It’s All Relative (But Is That Comfort or Cop-Out?)

When we say “it’s all relative”, we usually mean that judgments about success, failure, or worth depend entirely on what we’re comparing ourselves to. Your struggles might be someone else’s dream life. Your embarrassment might be another person’s freedom.

But here’s what I’m wondering: when you catch yourself saying “it’s all relative”, are you finding genuine peace with your circumstances, or are you making excuses to avoid honest self-reflection?

Yesterday’s Reality Check

Yesterday was a farming day during Japan’s rainy season. I had to cycle to work in the pouring rain. No car, no raincoat, just me pedaling through water that soaked through everything I wore.

At 56, there’s something both liberating and slightly absurd about showing up to work looking like a drowned rat. I do work alone sometimes. Part of me felt like a happy kid who doesn’t care about getting wet. Another part wondered if this was what “failure to launch” looks like in late middle age.

Tom Cruise jumps out of helicopters for work. I cycle through puddles to tend vegetables. It’s all relative, right?

But as I pedaled through that rain, I realized the question isn’t whether my life measures up to someone else’s, it’s whether I’m being honest about my own relationship with where I’ve ended up.

Watercolor image of a rain soaked patch of grassland and weeds.
Do you care if it rains?

The Scenarios We Deal With

Maybe you’re living paycheque to paycheque while friends post holiday photos. Do you say “it’s all relative” because you genuinely value different things, or because it’s easier than admitting you wish you’d made different choices with money?

Perhaps you’re in a job that’s perfectly fine but not what you dreamed of at 25. When younger colleagues talk about their ambitions, do you think “it’s all relative” because you’ve found peace with where you are, or because you’ve stopped pushing for something more?

Maybe you’re single when you thought you’d be partnered, or partnered when you crave solitude. Is “it’s all relative” wisdom about different paths, or resignation dressed up as acceptance?
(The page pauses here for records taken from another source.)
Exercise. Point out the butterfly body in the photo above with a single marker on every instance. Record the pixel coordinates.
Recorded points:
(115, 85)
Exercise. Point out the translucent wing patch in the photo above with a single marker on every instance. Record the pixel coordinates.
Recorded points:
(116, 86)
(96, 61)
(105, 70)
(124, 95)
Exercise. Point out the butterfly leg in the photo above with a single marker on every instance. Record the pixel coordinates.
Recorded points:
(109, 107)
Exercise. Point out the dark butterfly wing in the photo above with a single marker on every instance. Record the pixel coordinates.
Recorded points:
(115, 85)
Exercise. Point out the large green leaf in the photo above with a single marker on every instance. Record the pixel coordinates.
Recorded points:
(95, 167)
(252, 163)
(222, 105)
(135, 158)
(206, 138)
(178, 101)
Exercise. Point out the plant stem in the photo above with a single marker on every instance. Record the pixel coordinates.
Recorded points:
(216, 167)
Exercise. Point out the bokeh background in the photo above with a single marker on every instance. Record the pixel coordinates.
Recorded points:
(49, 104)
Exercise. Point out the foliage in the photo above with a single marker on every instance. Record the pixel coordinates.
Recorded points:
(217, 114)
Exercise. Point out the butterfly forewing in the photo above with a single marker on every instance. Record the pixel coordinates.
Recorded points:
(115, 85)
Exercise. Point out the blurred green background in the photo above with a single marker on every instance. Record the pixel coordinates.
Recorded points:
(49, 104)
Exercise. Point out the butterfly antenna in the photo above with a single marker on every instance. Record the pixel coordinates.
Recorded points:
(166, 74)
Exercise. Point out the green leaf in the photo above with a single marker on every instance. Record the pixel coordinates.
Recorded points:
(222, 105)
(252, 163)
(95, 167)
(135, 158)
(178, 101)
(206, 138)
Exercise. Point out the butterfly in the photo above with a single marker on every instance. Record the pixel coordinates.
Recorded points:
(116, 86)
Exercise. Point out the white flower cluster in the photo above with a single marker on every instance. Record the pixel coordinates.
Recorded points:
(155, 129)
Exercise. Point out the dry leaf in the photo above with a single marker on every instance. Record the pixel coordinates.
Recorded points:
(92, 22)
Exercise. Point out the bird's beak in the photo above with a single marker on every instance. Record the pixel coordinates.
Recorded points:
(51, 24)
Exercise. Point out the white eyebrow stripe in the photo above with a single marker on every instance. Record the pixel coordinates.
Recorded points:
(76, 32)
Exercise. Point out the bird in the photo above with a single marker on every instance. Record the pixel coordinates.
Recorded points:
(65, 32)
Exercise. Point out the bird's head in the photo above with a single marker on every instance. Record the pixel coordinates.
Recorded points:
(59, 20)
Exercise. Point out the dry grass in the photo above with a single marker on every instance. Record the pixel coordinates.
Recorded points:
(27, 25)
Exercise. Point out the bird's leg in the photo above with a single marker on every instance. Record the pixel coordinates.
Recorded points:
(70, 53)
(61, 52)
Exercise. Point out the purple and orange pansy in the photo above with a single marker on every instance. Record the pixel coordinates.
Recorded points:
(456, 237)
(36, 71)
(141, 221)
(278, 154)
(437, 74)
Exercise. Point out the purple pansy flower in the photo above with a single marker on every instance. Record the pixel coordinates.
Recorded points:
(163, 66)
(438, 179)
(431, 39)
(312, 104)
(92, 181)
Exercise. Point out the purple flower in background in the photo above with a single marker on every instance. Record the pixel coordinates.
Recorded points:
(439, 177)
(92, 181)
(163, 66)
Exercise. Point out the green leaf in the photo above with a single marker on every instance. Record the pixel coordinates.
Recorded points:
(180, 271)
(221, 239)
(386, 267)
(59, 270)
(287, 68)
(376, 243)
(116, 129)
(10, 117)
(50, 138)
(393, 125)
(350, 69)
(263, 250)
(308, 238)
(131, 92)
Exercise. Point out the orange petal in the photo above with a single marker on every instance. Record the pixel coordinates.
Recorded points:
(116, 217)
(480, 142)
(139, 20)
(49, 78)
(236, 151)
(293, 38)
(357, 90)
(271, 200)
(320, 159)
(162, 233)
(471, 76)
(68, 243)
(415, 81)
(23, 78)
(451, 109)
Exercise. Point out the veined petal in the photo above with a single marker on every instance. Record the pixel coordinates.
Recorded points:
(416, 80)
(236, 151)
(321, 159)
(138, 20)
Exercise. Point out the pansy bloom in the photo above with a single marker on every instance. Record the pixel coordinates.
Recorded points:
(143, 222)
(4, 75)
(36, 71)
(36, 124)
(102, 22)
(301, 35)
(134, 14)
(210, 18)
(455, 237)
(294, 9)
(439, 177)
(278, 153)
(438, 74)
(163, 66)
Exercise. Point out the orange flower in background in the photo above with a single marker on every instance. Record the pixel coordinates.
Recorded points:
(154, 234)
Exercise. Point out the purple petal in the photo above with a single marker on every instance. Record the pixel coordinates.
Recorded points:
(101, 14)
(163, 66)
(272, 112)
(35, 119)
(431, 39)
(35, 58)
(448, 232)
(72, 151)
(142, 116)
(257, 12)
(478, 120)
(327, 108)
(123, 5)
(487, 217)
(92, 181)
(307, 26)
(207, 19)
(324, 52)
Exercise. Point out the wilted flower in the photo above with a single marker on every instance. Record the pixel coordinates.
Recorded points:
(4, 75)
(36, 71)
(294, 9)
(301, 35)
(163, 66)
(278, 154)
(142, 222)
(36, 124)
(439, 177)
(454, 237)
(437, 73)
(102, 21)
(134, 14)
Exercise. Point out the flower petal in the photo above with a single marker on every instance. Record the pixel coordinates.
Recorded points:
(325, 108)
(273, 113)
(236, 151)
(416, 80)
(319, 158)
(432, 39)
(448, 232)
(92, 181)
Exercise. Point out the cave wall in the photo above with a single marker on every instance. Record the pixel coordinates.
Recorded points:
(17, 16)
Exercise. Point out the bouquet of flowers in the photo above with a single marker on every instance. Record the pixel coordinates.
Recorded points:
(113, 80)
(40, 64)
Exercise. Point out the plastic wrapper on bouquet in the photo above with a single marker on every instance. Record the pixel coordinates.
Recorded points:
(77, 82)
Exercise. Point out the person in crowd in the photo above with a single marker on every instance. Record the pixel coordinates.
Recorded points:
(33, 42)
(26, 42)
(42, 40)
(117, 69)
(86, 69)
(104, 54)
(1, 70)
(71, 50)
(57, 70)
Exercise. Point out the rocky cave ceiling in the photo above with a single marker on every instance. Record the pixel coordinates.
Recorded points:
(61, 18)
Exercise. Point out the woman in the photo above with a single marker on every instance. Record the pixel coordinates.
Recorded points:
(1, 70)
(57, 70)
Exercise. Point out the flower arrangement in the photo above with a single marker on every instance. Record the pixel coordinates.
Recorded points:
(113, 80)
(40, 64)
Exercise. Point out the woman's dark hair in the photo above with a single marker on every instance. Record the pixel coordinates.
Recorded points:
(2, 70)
And when you measure your accomplishments – some people climb corporate ladders, others tend gardens, some write bestsellers, others write thoughtful emails to friends – is “it’s all relative” really contentment, or something you tell yourself so the comparison doesn’t sting?

The Authenticity Test

Here’s what I’ve been wondering: How do we tell the difference between healthy acceptance and elaborate excuse-making?
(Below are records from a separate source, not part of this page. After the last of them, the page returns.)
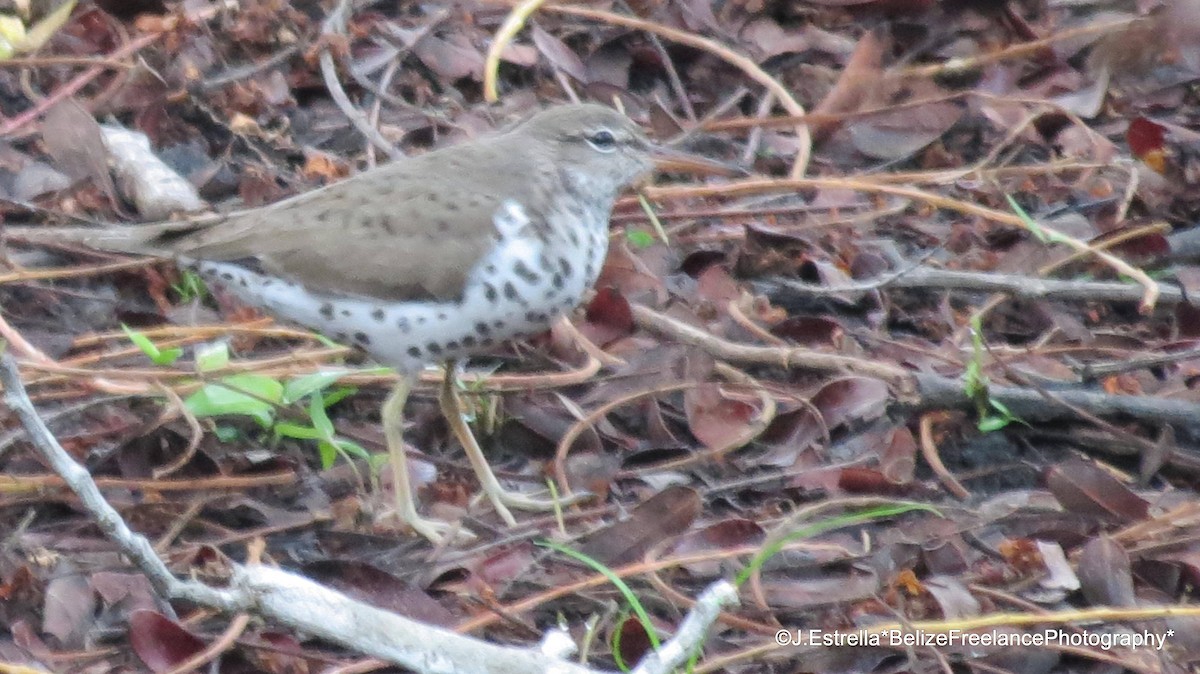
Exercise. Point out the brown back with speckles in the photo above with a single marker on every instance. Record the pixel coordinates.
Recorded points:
(408, 230)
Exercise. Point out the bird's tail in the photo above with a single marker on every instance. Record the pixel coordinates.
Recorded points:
(153, 239)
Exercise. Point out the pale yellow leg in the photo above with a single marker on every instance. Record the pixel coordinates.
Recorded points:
(498, 495)
(393, 416)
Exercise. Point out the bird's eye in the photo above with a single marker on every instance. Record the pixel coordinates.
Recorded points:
(603, 140)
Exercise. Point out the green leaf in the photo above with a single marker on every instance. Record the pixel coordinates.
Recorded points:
(156, 355)
(226, 433)
(990, 423)
(299, 387)
(297, 432)
(328, 455)
(190, 287)
(640, 239)
(352, 449)
(337, 395)
(319, 417)
(211, 356)
(617, 582)
(245, 395)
When I show up to work soaked from cycling in the rain, am I being authentically myself: someone who values exercise and doesn’t mind the weather, or am I just making the best of circumstances I’m secretly embarrassed about?
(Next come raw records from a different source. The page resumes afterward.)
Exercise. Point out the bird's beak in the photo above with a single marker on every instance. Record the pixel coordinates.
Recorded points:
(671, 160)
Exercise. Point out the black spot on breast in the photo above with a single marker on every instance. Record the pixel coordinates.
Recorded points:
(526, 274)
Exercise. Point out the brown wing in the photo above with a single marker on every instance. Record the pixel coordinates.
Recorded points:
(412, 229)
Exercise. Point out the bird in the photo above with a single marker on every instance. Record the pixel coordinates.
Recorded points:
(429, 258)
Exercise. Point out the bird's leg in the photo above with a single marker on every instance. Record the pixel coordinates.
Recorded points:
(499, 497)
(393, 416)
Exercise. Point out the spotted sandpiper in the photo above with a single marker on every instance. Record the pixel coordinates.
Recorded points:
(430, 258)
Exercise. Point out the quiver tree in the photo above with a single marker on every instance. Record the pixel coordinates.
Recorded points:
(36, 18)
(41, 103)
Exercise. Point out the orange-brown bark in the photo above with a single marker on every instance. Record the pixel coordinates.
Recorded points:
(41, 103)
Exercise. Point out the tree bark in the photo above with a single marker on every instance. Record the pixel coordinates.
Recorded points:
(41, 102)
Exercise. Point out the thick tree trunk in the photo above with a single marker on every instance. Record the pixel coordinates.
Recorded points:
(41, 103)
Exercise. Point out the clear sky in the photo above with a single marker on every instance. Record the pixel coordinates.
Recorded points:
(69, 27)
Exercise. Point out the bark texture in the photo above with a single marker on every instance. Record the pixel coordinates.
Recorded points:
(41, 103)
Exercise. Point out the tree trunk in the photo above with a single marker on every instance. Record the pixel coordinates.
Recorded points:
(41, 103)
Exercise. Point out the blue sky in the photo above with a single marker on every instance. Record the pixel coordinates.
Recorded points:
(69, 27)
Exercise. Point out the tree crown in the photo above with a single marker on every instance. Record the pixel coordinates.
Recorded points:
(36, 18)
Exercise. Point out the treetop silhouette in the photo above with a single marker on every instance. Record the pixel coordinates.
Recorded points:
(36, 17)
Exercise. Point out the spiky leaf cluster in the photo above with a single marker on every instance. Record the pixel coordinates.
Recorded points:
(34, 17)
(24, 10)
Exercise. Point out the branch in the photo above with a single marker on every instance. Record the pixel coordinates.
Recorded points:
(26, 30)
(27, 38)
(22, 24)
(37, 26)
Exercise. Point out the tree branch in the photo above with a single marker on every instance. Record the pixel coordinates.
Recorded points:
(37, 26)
Maybe both can be true simultaneously. Maybe that’s what “it’s all relative” really means: the story we tell ourselves about our choices matters as much as the choices themselves.

What Your Younger Self Would Think

This might be the real test. If your 25-year-old self could see you now, would they recognize the person they hoped to become? Would they be disappointed by your compromises or impressed by your wisdom?

My younger self might wonder why I’m cycling to work instead of driving. But he’d probably also be surprised that I found genuine satisfaction in physical labor and honest work, even if it doesn’t look like the success he imagined.

Your younger self might have different questions about your current life. What would those questions be?

Young and old women thinking together
Would your younger self be at peace with who you’ve become?

The Spiritual Perspective

Those who’ve had near-death experiences often report seeing people who have just passed being greeted by understanding souls who congratulate them on completing their earthly journey. Apparently, there’s little judgement on the other side, and prince or pauper makes little difference.

If that’s true, maybe “it’s all relative” isn’t about comparing ourselves to others at all. Maybe it’s about recognizing that the measures we stress over, like money, status, and conventional success, are just temporary frameworks for a much larger story.

Would the souls who greet you someday care whether you drove to work or cycled through the rain? Probably not. They’d probably ask whether you were kind, whether you helped others, whether you lived honestly.

What Are You Really Comparing?

Think about the last time you caught yourself saying “it’s all relative.” What were you actually comparing yourself to? Social media highlights that only show the good days? Childhood expectations? Someone else’s apparent success that you’re only seeing from the outside?

And what were you trying to feel better about? A financial situation that still nags at you quietly? A career path that drifted somewhere between choice and circumstance? A relationship, or the absence of one, that doesn’t match the picture you had when you were young?

Here’s the question I find hardest: if money were no object tomorrow, what would you still feel insecure about? Because that’s usually where the real answer lives. “It’s all relative” is sometimes genuine peace — and sometimes it’s a way of not looking too closely at that particular thing.

I’m not asking because there’s a right answer. I’m asking because I think most of us are walking around with at least one area of life where we’ve quietly stopped being honest with ourselves about what we actually want. And “it’s all relative” can be the phrase that makes that feel acceptable.

What does “it’s all relative” tend to protect you from examining?